Awesome .Thank you professor.

It can be proven a bit quicker and simpler.
First consider each step a combination of two transformations. One flips every glass, the other flips one glass.
If there is an even number of glasses n, each step is an odd number of flips.
Having all flipped (an even total number of flips) you need an even number of steps.
If n is even the transformations of flipping all glasses cancel out, simplifying the problem to a transformation of a single flip
So you need to flip n glasses, one at a time. Not flipping the same glass twice results in the minimum of n steps.
For n is odd you have a problem.
Using an even number of steps you have the same cancelling but can only flip an even number of glasses.
Using an odd number of steps you have one flip all part that doesn't cancel out. In addition you have an odd number of flips and flips back so you can't make them cancel out.

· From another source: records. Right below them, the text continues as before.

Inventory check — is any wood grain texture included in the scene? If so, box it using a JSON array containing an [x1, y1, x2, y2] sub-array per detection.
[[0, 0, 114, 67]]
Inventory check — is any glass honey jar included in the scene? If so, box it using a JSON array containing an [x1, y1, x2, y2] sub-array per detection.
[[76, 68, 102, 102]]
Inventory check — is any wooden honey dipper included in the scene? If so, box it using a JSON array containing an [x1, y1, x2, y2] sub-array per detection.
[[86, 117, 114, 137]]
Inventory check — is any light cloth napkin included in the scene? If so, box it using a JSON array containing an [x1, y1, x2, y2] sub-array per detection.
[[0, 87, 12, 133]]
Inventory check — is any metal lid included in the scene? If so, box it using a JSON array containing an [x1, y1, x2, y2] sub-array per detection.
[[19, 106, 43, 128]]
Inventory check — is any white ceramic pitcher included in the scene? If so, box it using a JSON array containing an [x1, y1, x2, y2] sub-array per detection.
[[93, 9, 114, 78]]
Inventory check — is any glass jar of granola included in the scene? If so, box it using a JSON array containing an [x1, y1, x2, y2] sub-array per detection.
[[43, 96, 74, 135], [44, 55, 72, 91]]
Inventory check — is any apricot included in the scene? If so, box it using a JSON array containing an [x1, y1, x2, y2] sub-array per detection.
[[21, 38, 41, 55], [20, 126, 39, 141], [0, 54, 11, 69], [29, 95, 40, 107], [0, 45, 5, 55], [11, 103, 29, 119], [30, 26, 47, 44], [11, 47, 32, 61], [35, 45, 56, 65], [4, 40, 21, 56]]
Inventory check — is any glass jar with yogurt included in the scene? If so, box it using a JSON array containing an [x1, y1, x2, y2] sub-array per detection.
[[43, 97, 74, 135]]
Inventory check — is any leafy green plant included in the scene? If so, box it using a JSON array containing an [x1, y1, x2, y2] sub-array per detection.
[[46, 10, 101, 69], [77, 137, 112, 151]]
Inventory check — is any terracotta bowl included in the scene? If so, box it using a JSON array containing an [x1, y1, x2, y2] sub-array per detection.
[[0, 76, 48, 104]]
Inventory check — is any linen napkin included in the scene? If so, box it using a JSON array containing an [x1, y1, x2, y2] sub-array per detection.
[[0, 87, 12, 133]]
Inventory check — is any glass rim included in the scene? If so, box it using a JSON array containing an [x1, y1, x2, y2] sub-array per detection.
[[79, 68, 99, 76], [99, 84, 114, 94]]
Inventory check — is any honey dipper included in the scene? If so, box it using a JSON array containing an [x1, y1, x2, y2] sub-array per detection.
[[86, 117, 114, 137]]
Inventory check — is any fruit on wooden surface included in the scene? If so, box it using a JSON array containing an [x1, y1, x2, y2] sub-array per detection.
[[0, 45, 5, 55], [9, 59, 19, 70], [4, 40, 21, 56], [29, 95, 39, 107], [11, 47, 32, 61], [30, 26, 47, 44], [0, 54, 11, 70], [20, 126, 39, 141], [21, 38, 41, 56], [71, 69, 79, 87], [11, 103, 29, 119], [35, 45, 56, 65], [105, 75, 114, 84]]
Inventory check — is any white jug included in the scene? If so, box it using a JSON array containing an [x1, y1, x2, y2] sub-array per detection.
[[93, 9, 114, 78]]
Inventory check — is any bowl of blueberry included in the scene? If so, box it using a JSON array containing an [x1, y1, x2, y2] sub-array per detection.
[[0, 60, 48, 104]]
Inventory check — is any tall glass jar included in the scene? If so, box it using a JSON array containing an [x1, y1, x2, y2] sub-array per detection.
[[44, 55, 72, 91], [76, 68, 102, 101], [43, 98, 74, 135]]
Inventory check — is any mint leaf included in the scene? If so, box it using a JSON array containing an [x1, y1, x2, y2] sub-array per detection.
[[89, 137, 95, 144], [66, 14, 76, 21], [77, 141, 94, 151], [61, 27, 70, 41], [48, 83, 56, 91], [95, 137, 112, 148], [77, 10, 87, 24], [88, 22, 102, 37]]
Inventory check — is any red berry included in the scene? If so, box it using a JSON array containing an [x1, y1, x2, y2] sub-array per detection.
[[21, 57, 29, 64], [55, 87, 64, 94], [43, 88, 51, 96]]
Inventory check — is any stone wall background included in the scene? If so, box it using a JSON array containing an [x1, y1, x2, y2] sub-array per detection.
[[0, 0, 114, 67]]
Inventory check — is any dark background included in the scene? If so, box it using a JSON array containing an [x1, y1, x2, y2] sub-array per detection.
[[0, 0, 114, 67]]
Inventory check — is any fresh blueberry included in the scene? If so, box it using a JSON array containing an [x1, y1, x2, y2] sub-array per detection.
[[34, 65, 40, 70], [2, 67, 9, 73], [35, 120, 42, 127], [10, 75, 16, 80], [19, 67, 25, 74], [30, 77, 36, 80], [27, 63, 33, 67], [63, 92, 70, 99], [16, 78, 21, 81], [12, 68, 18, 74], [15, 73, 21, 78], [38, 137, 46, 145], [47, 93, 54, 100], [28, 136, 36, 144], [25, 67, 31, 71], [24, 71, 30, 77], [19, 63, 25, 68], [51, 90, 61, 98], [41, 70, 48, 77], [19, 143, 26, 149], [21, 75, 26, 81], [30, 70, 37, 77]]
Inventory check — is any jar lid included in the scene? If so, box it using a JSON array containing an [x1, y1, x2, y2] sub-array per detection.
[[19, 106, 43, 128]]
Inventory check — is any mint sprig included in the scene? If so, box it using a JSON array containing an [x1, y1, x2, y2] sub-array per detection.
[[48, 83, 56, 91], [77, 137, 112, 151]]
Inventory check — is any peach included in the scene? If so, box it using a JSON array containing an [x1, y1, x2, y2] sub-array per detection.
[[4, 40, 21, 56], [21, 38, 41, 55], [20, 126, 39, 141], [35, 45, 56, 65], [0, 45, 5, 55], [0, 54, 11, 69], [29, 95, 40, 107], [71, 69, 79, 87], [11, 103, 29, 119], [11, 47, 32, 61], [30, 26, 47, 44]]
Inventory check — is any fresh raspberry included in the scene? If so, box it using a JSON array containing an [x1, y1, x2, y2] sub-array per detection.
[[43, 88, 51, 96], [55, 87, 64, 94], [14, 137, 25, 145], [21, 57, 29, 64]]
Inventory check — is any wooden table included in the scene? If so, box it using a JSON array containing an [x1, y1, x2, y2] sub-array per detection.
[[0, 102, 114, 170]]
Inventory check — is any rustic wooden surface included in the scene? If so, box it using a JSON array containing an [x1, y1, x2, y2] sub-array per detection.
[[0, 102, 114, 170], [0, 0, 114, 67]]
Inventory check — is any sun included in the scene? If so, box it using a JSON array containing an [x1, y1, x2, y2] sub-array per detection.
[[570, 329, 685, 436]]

Step one can easily be checked, as the solution said:
Without loss of generality, move one and two has to flip 1, 2, 3 and 2, 3, 4, respectively, to not end up in the starting position. After reaching this position, it is obviously not possible to have all glasses flipped after the third move.
(This would be good enough for Olympiad standards, no need to tediously explain every possible move at every step)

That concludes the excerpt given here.